Though to be honest, Pollyanna style positivity doesn’t particularly excite me, maybe that’s why my mind defaults to negativity, as that rarely fails to incite emotion. I like humor though. Instead of positivity, maybe I should find a way to fashion my thoughts into something funny. Perhaps comedy is a valid substitute for optimism.

In Harry Potter lore, they use the Riddikulus spell against boggarts, it changes the creature’s frightening appearance to something laughable. Overall I think humor works best at diffusing tense situations. Instead of framing outcomes as pure positivity, perhaps I should frame them as funny. Hm, now I just have to figure out how to be humorous….

Overcast Thoughts

I often think about humanity and its many problems. I devise proximate solutions, but realize their futility, because at the root of these perceived problems lies life itself. And if life itself issues forth a steady stream of turbulence, who am I to judge? Therefore, it must be my problem for having such a condemning outlook.

I’ve observed and interacted with cheerful people, those that intuitively look on the brighter side of life.
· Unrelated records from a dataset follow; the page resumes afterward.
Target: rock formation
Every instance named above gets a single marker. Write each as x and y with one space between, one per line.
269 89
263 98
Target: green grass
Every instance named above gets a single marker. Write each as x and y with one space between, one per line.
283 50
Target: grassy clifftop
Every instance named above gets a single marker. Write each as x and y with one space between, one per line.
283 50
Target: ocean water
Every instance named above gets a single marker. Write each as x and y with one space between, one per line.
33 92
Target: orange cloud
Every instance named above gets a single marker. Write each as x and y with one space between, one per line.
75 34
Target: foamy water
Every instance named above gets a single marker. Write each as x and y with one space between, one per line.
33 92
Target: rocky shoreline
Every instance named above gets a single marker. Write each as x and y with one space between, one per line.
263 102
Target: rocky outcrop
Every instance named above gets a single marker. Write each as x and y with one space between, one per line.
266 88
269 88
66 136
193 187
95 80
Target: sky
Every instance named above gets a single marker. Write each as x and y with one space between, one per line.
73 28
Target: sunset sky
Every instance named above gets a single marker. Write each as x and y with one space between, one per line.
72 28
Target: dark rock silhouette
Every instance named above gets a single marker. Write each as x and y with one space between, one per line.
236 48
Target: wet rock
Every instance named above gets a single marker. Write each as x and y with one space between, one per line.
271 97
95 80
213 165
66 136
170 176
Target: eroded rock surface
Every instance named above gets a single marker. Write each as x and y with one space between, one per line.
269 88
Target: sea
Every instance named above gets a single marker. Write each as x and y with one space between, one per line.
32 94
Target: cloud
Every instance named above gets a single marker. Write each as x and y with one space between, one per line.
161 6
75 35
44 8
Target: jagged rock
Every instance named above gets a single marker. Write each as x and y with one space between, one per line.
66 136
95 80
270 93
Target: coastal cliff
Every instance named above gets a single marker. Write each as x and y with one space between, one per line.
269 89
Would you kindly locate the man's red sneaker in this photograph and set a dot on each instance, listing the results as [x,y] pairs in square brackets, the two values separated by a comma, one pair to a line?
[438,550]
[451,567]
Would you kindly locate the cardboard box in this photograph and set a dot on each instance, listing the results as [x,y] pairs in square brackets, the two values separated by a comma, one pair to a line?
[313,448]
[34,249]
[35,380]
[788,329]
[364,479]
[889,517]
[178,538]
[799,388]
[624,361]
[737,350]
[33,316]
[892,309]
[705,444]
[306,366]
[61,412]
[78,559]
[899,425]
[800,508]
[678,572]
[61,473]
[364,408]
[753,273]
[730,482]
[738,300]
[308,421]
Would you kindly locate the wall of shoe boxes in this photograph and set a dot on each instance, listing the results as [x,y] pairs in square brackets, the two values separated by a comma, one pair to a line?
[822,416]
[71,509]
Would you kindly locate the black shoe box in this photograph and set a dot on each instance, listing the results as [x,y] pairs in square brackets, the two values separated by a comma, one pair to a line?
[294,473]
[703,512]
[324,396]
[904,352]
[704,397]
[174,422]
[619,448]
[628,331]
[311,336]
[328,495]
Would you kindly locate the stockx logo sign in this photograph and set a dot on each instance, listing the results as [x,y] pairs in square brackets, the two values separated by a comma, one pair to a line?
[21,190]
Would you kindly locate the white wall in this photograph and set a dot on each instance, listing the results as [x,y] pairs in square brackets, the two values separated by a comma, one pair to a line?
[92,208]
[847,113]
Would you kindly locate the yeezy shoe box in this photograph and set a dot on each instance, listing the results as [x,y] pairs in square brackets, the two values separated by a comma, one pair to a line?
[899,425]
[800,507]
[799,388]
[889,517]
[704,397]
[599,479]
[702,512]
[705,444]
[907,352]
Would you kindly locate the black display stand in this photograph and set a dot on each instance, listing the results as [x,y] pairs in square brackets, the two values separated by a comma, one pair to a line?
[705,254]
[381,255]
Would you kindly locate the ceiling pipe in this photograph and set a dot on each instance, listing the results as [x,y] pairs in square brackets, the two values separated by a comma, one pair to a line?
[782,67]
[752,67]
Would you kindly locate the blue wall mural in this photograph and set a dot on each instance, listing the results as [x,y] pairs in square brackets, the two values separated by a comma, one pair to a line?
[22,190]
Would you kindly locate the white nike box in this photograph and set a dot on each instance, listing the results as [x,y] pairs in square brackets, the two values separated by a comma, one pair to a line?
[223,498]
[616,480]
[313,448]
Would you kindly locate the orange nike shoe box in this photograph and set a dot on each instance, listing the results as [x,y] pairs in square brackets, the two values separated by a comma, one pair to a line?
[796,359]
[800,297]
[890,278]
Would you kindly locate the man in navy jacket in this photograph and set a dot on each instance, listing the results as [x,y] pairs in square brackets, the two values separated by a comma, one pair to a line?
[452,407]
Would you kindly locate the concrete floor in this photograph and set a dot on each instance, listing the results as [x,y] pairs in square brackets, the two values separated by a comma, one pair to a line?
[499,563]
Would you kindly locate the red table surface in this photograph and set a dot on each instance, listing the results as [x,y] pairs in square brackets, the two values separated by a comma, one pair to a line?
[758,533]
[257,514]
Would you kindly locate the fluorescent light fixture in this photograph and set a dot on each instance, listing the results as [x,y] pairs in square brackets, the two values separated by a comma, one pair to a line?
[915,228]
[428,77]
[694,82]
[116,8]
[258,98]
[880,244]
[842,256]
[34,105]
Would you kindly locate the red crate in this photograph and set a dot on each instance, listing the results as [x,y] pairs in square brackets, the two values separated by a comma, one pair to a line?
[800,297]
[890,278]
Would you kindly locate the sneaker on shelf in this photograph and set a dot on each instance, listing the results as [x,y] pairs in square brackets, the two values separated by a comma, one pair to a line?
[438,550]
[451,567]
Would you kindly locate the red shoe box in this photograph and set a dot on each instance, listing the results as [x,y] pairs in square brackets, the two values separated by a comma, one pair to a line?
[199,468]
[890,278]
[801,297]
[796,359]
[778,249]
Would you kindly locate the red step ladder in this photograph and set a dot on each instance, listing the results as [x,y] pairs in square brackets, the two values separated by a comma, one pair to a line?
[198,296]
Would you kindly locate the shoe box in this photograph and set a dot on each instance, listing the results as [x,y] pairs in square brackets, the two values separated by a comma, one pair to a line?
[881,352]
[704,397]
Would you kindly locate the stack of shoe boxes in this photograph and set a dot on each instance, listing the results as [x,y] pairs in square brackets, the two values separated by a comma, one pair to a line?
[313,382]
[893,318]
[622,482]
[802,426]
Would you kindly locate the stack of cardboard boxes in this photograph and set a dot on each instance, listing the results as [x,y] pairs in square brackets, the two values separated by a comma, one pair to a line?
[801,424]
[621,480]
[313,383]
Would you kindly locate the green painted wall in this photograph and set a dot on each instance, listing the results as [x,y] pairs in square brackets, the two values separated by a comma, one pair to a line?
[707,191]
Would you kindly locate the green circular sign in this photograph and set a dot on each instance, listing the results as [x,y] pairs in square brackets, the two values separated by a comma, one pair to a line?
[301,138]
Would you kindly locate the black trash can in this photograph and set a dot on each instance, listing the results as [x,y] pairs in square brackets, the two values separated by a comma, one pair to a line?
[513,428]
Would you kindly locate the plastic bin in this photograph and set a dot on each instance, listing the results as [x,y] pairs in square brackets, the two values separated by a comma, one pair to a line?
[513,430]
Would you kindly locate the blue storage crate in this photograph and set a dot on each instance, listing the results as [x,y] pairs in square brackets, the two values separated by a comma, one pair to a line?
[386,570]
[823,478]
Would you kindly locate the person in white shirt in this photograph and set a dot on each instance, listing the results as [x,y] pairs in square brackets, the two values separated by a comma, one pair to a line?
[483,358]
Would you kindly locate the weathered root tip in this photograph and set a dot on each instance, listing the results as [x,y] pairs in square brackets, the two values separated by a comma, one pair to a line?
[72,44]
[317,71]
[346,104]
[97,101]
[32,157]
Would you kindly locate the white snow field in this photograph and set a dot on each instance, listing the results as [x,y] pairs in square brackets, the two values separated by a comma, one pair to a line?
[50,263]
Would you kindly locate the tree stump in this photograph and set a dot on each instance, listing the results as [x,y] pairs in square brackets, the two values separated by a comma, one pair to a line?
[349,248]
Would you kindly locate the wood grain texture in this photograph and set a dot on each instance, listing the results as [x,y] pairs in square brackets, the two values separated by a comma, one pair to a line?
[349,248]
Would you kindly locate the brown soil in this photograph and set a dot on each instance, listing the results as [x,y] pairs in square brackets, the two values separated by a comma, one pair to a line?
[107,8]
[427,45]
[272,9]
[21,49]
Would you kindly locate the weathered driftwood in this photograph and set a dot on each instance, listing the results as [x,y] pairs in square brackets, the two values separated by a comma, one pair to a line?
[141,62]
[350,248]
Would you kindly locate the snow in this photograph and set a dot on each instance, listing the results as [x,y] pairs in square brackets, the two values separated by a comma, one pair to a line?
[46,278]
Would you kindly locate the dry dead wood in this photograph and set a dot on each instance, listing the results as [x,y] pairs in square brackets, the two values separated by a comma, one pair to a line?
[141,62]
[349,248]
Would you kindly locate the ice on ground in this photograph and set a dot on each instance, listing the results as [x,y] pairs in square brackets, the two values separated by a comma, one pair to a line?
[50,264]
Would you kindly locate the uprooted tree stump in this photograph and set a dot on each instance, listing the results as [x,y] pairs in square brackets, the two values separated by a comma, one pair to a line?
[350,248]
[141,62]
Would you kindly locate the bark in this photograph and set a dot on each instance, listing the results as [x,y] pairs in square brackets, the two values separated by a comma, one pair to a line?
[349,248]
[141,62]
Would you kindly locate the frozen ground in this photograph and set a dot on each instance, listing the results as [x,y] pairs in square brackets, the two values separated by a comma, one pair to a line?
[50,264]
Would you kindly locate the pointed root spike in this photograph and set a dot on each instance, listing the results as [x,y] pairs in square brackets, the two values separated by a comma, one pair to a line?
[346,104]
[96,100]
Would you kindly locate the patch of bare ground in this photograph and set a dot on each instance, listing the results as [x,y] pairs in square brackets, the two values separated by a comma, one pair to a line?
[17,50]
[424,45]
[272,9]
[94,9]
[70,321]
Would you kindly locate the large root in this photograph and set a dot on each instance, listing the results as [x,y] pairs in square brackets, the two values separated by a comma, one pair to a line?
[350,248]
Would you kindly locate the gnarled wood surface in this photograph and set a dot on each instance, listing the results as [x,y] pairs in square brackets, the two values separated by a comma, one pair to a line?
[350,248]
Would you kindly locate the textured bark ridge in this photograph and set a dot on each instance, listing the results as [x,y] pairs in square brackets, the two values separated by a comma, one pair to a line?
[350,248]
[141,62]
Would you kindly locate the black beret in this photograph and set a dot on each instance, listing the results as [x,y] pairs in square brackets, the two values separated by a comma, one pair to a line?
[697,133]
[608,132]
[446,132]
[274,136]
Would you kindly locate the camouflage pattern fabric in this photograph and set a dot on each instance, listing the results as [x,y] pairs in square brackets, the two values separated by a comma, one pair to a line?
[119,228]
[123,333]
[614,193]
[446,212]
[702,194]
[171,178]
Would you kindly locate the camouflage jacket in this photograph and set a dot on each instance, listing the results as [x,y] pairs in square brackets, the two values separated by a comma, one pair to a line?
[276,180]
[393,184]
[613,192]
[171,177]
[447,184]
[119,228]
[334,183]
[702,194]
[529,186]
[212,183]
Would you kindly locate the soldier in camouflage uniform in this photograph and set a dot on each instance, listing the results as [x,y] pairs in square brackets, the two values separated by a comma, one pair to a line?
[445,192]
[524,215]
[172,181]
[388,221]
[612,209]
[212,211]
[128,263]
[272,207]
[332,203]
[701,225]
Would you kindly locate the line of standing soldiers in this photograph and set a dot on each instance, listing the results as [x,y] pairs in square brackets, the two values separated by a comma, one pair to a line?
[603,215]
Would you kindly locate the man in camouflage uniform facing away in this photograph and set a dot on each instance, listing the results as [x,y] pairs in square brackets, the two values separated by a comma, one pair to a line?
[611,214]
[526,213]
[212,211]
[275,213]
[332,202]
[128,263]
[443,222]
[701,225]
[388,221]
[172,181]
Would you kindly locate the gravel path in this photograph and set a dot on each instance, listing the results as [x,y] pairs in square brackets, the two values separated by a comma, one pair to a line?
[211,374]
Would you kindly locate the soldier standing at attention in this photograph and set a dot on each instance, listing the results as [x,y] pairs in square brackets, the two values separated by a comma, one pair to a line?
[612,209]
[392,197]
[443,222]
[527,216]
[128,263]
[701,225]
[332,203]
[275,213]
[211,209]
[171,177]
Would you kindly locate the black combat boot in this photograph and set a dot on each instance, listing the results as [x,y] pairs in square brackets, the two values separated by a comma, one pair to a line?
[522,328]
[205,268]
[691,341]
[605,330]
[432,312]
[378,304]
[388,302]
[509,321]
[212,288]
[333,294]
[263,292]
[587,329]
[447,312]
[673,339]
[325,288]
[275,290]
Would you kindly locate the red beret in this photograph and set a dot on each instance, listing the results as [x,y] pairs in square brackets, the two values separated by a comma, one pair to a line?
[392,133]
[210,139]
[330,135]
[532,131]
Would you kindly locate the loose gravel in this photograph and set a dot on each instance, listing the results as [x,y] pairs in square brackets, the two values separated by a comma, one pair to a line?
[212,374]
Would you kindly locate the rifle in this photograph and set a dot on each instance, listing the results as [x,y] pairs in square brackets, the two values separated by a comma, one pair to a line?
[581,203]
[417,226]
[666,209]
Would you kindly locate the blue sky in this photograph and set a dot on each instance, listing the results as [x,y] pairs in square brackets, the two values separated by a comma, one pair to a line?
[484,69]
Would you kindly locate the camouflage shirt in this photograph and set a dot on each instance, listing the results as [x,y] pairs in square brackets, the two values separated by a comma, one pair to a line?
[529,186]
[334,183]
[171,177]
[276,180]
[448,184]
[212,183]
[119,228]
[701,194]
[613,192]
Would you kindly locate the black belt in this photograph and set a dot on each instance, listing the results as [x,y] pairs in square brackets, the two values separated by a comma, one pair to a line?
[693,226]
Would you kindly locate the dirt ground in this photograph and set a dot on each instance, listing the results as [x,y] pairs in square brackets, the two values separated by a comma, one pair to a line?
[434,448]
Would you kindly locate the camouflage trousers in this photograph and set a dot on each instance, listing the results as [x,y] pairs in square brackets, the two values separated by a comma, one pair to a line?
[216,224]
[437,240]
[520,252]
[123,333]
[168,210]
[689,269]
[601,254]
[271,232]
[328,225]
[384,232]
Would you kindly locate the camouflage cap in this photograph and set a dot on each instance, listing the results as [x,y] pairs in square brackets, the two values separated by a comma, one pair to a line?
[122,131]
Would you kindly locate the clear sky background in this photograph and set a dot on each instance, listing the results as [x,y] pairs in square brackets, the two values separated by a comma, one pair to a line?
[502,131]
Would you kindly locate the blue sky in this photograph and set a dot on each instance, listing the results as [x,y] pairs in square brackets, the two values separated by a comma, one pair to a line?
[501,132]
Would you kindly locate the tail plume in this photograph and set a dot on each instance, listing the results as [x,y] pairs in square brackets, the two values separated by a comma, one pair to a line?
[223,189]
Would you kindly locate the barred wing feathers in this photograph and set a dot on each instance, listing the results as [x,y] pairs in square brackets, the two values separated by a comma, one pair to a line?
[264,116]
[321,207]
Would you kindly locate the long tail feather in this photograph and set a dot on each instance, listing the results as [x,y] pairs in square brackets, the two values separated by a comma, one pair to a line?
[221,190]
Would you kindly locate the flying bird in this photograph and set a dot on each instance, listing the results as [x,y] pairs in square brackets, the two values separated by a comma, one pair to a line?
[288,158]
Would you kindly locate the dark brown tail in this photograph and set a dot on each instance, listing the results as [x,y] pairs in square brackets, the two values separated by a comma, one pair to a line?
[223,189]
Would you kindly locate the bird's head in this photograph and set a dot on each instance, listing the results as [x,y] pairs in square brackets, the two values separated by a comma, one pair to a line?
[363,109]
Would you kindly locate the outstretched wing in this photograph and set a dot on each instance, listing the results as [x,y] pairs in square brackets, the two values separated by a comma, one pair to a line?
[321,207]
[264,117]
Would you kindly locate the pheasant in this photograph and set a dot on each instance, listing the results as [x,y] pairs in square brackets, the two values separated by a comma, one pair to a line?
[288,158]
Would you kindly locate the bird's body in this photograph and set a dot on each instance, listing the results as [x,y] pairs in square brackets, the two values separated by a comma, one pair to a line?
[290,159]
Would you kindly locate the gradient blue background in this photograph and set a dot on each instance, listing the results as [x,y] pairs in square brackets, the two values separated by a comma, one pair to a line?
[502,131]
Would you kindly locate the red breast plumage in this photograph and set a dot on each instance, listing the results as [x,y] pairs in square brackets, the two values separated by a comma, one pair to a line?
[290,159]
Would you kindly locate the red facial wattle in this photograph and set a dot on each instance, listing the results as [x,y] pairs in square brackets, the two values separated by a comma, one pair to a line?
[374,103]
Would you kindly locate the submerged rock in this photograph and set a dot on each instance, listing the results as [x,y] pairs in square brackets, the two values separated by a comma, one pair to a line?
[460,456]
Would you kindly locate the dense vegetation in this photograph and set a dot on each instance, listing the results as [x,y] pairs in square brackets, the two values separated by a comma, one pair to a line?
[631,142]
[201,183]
I used to see these people as innocents whose ignorance made them happy — they were oblivious to life’s flaws. They would tell me that life wasn’t so bad, that I should smile, and that I must think happy thoughts. It sounded like nonsensical ramblings of the clueless — but I was the naive one, lost in my dour attitude.

Of course, I did not choose to have a dour attitude, it just happened. But after many years, I finally became aware of it. Oops. And the pessimistic inclination hasn’t gone away, I often have the worst of thoughts and the most negative of expectations. What’s changed is my reaction to these thoughts — I ignore them — and when necessary, I dissect and dismantle them.

I’ve found that I can’t trust my perspective of life. I tend to take life too seriously, too personally. So in my mind I actively broaden my perspective, seeking to interpret life from a lighthearted, more accepting viewpoint. My negativity was not protecting me, it was imprisoning me. So in whichever direction life sends me, I must accept with a spirit of appreciation as a willing participant.

It seems odd of course, to always translate life from negative to positive, but it’s really not that much of an effort and becomes routine after a while — it’s certainly better than constant negativity. And I do wonder why I should have to see life as bleak and broken — but then I think: what a worthwhile path to be on, the path to enlightenment. (And as if on cue, the sun just broke through the clouds, shining its light upon me, making the screen difficult to read — Ha!)